If $\chi$ is a complex character of $G$, we define $\overline{\chi}:G \to \mathbb{C}$ by $\overline{\chi}(g)=\overline{\chi(g)}$ for all $g \in G$, and define $\chi^{(2)}:G \to \mathbb{C}$ by $\chi^{(2)}(g) = \chi(g^2)$. We write $\chi_{S}$ and $\chi_{A}$ for the symmetric and alternating part of $\chi$. We note that $\chi_{S}$ and $\chi_{A}$ are characters of $G$ with $\chi^{(2)}=\chi_{S} + \chi_{A}$ and $\chi^{(2)}=\chi_{S} + \chi_{A}$.
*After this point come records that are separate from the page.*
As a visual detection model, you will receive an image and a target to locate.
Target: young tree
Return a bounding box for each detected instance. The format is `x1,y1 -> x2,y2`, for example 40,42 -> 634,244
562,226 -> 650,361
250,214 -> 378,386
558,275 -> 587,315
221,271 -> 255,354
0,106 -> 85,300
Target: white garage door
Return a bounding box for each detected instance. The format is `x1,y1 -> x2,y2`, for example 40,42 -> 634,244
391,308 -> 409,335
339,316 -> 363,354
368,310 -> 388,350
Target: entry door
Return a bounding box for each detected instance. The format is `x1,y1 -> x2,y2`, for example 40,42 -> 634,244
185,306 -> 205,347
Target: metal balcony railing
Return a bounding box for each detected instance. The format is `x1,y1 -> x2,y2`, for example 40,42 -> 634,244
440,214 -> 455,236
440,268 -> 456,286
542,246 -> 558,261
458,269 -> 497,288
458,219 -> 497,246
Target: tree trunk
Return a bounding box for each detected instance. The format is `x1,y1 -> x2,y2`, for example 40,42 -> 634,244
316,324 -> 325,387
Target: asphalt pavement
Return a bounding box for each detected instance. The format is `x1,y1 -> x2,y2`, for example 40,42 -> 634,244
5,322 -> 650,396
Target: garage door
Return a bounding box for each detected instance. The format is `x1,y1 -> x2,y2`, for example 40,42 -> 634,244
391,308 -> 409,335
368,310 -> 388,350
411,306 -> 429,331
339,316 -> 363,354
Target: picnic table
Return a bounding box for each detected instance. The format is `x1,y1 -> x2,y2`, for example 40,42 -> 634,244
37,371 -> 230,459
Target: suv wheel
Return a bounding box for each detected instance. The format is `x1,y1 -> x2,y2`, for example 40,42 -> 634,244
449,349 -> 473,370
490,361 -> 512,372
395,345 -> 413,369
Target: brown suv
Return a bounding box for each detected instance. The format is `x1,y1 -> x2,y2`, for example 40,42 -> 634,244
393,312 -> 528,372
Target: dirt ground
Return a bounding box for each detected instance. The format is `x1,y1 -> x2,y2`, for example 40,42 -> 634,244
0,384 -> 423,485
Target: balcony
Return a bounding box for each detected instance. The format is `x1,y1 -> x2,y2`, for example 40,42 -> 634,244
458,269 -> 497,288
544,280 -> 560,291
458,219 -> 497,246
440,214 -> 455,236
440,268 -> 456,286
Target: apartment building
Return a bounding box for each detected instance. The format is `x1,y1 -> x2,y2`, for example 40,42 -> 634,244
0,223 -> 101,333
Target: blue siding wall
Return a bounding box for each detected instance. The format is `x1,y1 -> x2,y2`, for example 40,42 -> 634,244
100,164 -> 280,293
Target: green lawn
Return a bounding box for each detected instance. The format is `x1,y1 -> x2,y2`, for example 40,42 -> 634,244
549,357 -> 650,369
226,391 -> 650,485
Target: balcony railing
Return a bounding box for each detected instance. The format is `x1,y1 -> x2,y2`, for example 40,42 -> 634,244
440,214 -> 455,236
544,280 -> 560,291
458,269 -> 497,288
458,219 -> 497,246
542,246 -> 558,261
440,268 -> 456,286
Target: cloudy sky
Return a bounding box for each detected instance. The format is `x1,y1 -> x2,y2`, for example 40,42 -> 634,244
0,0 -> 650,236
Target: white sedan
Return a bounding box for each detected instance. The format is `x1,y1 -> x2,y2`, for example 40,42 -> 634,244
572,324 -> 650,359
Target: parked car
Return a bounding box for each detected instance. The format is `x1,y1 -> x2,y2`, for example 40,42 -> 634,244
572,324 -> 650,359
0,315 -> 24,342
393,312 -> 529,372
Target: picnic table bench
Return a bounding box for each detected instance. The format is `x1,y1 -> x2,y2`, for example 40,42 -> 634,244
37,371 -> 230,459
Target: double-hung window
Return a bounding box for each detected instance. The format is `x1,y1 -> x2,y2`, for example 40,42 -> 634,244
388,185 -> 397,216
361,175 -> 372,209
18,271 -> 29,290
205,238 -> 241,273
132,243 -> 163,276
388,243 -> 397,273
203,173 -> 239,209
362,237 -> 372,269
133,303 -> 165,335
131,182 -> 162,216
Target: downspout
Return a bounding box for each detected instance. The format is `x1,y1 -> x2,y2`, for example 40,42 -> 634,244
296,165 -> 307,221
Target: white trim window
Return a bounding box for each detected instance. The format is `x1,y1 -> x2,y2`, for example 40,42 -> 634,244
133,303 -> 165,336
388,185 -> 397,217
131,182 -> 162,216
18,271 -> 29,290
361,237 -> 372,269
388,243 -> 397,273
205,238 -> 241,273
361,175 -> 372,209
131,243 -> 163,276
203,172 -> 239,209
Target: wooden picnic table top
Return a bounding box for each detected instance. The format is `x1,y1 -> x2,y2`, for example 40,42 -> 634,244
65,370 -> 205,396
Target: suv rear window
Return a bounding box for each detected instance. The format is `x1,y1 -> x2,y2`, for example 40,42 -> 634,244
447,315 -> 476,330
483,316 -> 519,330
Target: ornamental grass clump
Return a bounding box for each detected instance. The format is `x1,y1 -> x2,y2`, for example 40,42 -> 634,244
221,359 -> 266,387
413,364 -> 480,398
First, I want to show that $\overline{\chi}$ is a character of $G$. Now, we can show that $\overline{\chi}(g)=\overline{\chi(g)}=\chi(g^{-1})$ for all $g \in G$ thus $\overline{\chi}(g)$ is a character. Is that OK?
Next, I want to show that $\chi$ is irreducible iff $\overline{\chi}$ is irreducible.
For $(\implies)$ we assume that $\overline{\chi}$ is not irreducible. Thus we must have a reducible representation $\rho:G \to GL(V)$. But then $\chi$ must also be reducible, w.r.t. to that reducible representation, which is a contradiction. $(\impliedby)$ we can show by the same argument. Tbh, it doesn't seem correct to me, I don't think that I really understand what could go wrong here.
Lastly, we let $\chi_{1}$ be the trivial character of $G$. If I understand it correctly, $\chi_{1}(g)=1$ for all $g \in G$. We want to show that $\langle \chi , \overline{\chi} \rangle= \langle \chi_{S},\chi_{1}\rangle + \langle \chi_{A}, \chi_{1} \rangle$.
We have:
$\langle \chi , \overline{\chi} \rangle = \frac{1}{|G|} \displaystyle\sum_{g \in G} \chi(g)\overline{\chi(g)} = \frac{1}{|G|} \displaystyle\sum_{g \in G} \chi(g)\chi(g^{-1})$
and now I am not sure where to go from here, I'd appreciate any hints.